La rivière serpentait par les bois et les prés
Son onde toujours claire murmurait doucement
Parfois son chant semblait un appel entraînant
Tandis qu’elle frôlait les galets, les rochers
On la disait maudite, certains soufflaient « hantée ! »
Elle était évoquée dans les anciens grimoires,
Son nom se retrouvait dans de vieilles histoires
Obscures et prenantes, et presque oubliées ;
Les gens des bourgs voisins, bien prompts à s’émouvoir
Que l’on y laisse jouer les bambins du village,
Ne se lassaient d’émettre de sinistres présages
Et répétaient que l’on y pouvait entrevoir
Un visage et des bras aussi blanc que la neige
Qui recouvrait ses bords par les mois de froidure,
Tantôt un œil d’un vert comme celui des ramures
Quand le printemps venait ressusciter ses berges,
Parfois des boucles blondes comme les blés d’été
Ou bien rousses et brunes comme les feuilles mortes
Que les vents de l’automne détachent et emportent
– Et cela en effet était la vérité.
Ses berges et son lit, son babil et ses flots
Rappelaient les sourires, évoquaient les beautés
D’une femme exaltée – depuis longtemps noyée –
Qui avait fait sa vie en bordure du ruisseau ;
L’hiver, elle admirait les flocons et le givre,
Du printemps à l’automne, elle faisait son trésor
Du soleil, de la pluie, des splendeurs de l’aurore
Et ceux qui l’approchaient sentaient sa joie de vivre.

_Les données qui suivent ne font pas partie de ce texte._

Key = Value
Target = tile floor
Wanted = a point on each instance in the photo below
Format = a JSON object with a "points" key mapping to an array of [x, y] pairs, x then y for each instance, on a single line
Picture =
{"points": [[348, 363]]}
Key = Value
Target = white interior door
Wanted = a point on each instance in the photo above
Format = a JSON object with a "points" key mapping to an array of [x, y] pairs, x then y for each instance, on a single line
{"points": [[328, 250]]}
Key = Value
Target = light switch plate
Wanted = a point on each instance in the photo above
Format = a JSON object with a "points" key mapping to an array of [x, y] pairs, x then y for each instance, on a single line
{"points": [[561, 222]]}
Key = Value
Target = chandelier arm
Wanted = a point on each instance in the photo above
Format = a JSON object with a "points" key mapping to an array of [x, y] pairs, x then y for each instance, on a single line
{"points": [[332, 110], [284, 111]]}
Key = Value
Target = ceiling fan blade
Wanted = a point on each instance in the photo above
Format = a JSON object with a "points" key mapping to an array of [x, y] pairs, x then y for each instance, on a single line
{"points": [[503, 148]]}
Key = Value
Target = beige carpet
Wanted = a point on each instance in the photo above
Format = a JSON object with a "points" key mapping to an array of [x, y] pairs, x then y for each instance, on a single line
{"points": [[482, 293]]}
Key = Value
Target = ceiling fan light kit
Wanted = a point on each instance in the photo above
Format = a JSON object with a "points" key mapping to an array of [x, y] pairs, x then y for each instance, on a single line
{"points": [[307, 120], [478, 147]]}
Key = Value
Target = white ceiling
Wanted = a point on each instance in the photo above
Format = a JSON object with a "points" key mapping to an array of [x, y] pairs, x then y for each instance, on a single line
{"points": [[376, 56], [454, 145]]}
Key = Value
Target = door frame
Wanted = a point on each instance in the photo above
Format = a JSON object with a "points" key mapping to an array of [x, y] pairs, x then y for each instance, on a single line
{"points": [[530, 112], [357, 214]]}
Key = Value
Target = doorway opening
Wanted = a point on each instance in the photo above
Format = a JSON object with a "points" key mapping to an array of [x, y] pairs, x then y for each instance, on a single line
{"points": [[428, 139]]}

Les siècles passant, elle fut oubliée
Pourtant les riverains qui courent ces talus
Et tirent de leur puits une eau qui vient du ru
Restent prompts à sourire et à s’émerveiller ;
Quant à l’enfant qui choit dans le lit tumultueux,
Il est hors de danger car les vagues le poussent
Jusqu’à un gué tout proche aux rocs couverts de mousse
Et sort avec un éclat neuf au fond des yeux.